Total direct ancestors = (2 to the nth power)- 2, where n=the number of generations (counting yourself).

.....
20 generations = 2,097,150 ancestors,i.e. - [(2 to the 21st power) - 2] = [2,097,152)-2] = 2,097,150

Now he takes into account overlap...

There are, however, a couple of major flaws in the above calculation. First of all, most people have ancestors who pop up in more than one line of descent, i.e.- Ancestor Z's great great great granddaughter via son X marries Ancestor Z's great great great grandson via daughter W. If you have cousins who intermarried (and they tended to do that more often in the 17th and early 18th centuries), then your total number of ancestors would drop, sometimes significantly. The closer to your generation that it happened the greater the reduction of ancestors. The more often it happened, the greater still the reduction. If your great grandparents were second cousins, then at generation 6, you only have 124 direct ancestors, instead of 126, and at 7 generations back, 248 ancestors...

Generation 6 = only 2 less ancestors, so 124, instead of the 126 above.
Generation 7 = 248, i.e. - 6 fewer ancestors than above
Generation 8 = 496
Generation 9 = 992
Generation 15 = 63,488
Generation 20 = 2,031,616, still just 65,534 fewer ancestors

But, by Generation 30 = 2,080,374,784 ancestors: over 67 million fewer* than had the great grandparents not been 2nd cousins.

In my own lineage I have found at least 20 different ancestors who pop up in common in more than one line, mosly between 10 to 14 generations back. Another ancestor who pops up in two separate descents to me from 11 generations back removes another half million from the count of possible unique ancestors I could have had, and so on, and so on. Hmmm, only another 18 or so occurrences that I'd have to remove. I'm not willing to spend the time (I detest math) required to calculate how much that would reduce the total number of ancestors at generations 40 or 50, but I can easliy see how the total number could drop from a couple of quadrillion ancestors to about 70 trillion! Still, what's a quaddrillion or two plus or minus a few trillion.

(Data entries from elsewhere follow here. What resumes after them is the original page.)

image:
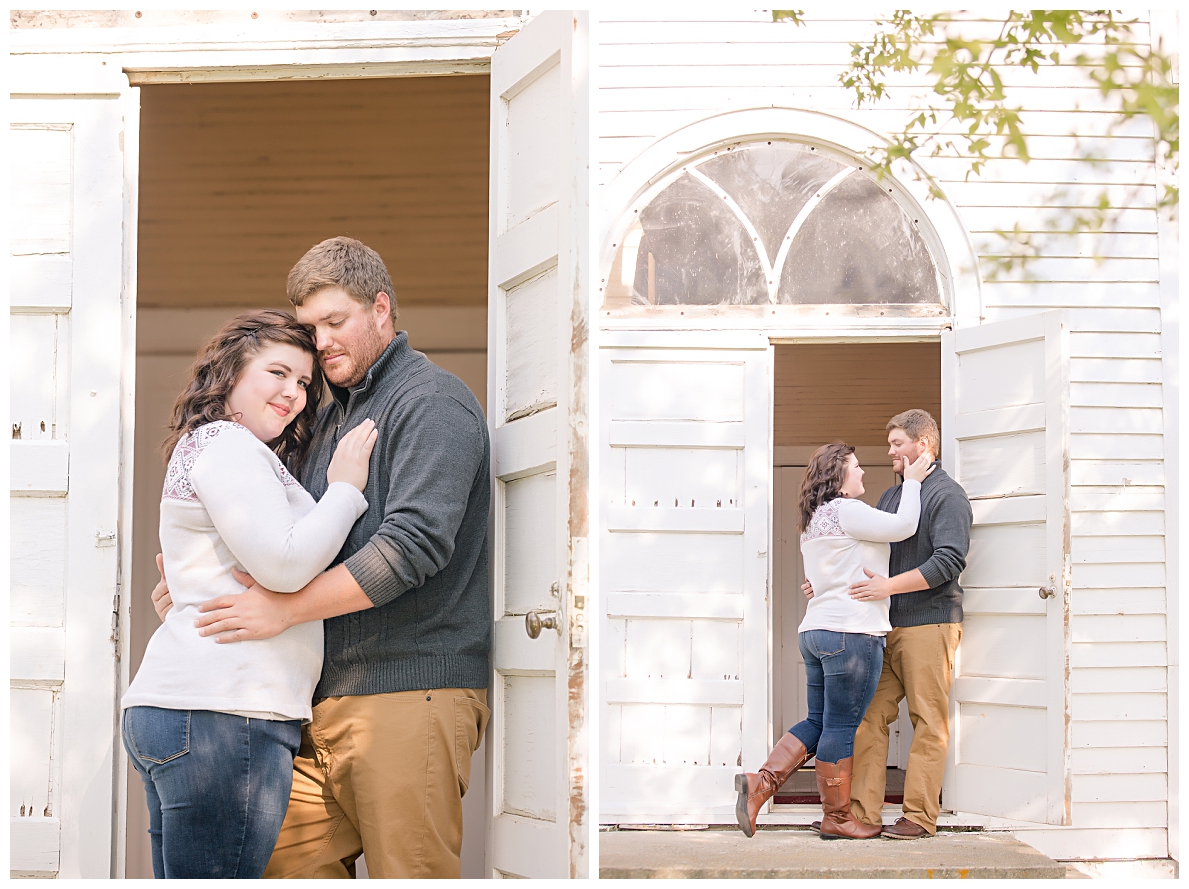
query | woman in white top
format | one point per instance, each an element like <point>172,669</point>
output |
<point>213,729</point>
<point>841,638</point>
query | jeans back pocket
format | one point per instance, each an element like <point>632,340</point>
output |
<point>157,735</point>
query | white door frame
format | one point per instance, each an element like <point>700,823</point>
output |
<point>121,60</point>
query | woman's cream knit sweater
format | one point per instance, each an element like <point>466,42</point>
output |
<point>228,502</point>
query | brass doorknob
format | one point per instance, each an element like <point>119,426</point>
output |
<point>534,622</point>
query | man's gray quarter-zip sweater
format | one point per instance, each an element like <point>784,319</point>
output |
<point>420,553</point>
<point>938,548</point>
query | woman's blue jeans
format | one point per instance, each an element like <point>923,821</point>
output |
<point>841,672</point>
<point>218,788</point>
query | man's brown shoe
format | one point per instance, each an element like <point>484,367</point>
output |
<point>904,828</point>
<point>755,788</point>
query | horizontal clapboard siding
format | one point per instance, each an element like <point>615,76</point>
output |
<point>656,76</point>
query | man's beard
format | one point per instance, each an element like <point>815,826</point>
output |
<point>362,357</point>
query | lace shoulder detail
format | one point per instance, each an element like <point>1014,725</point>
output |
<point>177,475</point>
<point>825,522</point>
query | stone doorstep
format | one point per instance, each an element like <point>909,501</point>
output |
<point>801,853</point>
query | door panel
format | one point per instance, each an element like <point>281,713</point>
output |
<point>536,399</point>
<point>67,292</point>
<point>684,575</point>
<point>1006,443</point>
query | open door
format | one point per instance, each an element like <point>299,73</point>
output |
<point>70,359</point>
<point>536,409</point>
<point>1005,416</point>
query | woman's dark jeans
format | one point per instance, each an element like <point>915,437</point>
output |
<point>218,788</point>
<point>841,672</point>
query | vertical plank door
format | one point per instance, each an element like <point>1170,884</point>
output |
<point>686,467</point>
<point>536,409</point>
<point>1005,407</point>
<point>68,376</point>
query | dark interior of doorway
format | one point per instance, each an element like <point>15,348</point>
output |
<point>834,392</point>
<point>237,181</point>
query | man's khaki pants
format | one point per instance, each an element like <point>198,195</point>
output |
<point>382,774</point>
<point>918,666</point>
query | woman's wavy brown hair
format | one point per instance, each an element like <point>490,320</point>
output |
<point>218,369</point>
<point>824,478</point>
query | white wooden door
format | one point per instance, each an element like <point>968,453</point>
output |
<point>1005,420</point>
<point>536,409</point>
<point>685,449</point>
<point>69,364</point>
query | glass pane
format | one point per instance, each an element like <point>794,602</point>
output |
<point>692,251</point>
<point>772,183</point>
<point>859,246</point>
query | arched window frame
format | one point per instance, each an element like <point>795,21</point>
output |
<point>662,162</point>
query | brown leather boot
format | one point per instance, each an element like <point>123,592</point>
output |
<point>757,787</point>
<point>834,787</point>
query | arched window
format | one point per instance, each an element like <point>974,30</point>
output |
<point>773,224</point>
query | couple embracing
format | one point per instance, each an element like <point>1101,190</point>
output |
<point>882,625</point>
<point>319,681</point>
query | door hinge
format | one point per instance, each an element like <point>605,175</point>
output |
<point>115,623</point>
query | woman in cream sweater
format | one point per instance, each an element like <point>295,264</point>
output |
<point>213,729</point>
<point>841,638</point>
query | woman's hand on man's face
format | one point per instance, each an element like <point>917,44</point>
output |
<point>919,468</point>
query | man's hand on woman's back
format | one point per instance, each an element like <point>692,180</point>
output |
<point>161,599</point>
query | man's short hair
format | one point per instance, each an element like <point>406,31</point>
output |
<point>919,426</point>
<point>340,263</point>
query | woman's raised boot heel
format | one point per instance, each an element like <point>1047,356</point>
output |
<point>755,788</point>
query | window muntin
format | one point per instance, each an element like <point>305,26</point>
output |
<point>773,224</point>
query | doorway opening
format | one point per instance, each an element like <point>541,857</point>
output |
<point>237,181</point>
<point>834,392</point>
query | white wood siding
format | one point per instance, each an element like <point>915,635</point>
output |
<point>656,76</point>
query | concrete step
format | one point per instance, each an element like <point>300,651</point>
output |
<point>803,855</point>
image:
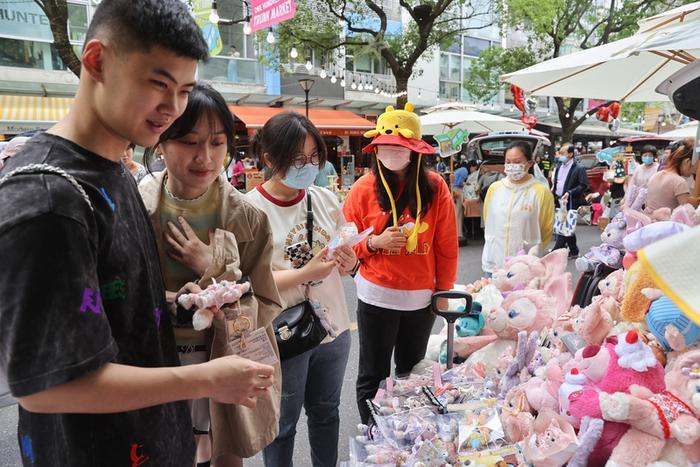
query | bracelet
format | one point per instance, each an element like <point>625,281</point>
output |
<point>355,268</point>
<point>369,245</point>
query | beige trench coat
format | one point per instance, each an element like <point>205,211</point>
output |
<point>242,247</point>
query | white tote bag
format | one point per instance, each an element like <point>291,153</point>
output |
<point>565,218</point>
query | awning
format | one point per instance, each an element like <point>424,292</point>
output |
<point>599,130</point>
<point>23,113</point>
<point>328,121</point>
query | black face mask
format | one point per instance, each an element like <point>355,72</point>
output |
<point>687,99</point>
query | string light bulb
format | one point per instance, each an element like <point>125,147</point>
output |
<point>214,15</point>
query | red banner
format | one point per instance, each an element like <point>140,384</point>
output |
<point>266,13</point>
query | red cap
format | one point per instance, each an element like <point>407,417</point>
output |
<point>414,144</point>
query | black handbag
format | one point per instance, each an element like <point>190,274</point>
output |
<point>298,328</point>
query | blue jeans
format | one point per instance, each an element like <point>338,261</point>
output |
<point>313,379</point>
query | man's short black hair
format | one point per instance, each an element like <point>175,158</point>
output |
<point>138,25</point>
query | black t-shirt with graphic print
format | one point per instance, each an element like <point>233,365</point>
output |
<point>81,288</point>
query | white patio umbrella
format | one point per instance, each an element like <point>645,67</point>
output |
<point>624,70</point>
<point>685,13</point>
<point>445,117</point>
<point>684,131</point>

The second flaw is that such total number of ancestors does not mesh with actual population statistics. The total population of the world did not exceed 1 billion people until the early 1800s. The period 1840-1850 is only 4 generations back in my family tree, a date range for which I have only direct 30 ancestors. In reality, the total number of a person's unique ancestors at 15 to 20 generations is much, much smaller due to the increasing frequency of common ancestors, as you move farther back in time. An analysis by Torben Andersen (of the Kellog School of Management at Northwestern University) of the recorded ancestry of John of Gaunt (1340-1425), for example, reflected 32,766 possible ancestors at 14 generations (15 generations counting John). However, only 13,923 of John's ancestors names were known to that generation, and of those 13,923, only 1,901 were unique (royal ancestries tend to include many more intermarriages than commoners, due to the desire to marry another royal, of which there are relatively few bloodlines from which to choose). Through statistical sampling, Torgen and other researchers/mathematicians estimate that most of us likely have only about 100,000 unique ancestors through 100 generations, and only about 25,000 at 30 generations. Conversely, the number of possible descendants from an individual at 30-35 generations back is an astronimical number, and high enough to ensure a common ancestor with virtually any other living individual. To illustrate this in a fairly dramatic fashion, view this chart of shared ancestral relationships between a couple of my own Marcotte ancestors (18 & 19 generations before me) whose descendants also include the current regents not just one or two, but of ALL the still-existing Western European monarchies. The genealogies of monarchs are always well documented, so they lend themselves well to such an example.

Lol, but I totally agree with his summary and conclusion.....

Bottom Line:...the next time some idiot cuts you off in traffic, or otherwise raises your blood pressure, be kind. Be sympathetic. Be depressed. He/She is probably your 26th cousin, 3-times-removed.

roflmao, all these people slamming on their blood kin is just disgraceful!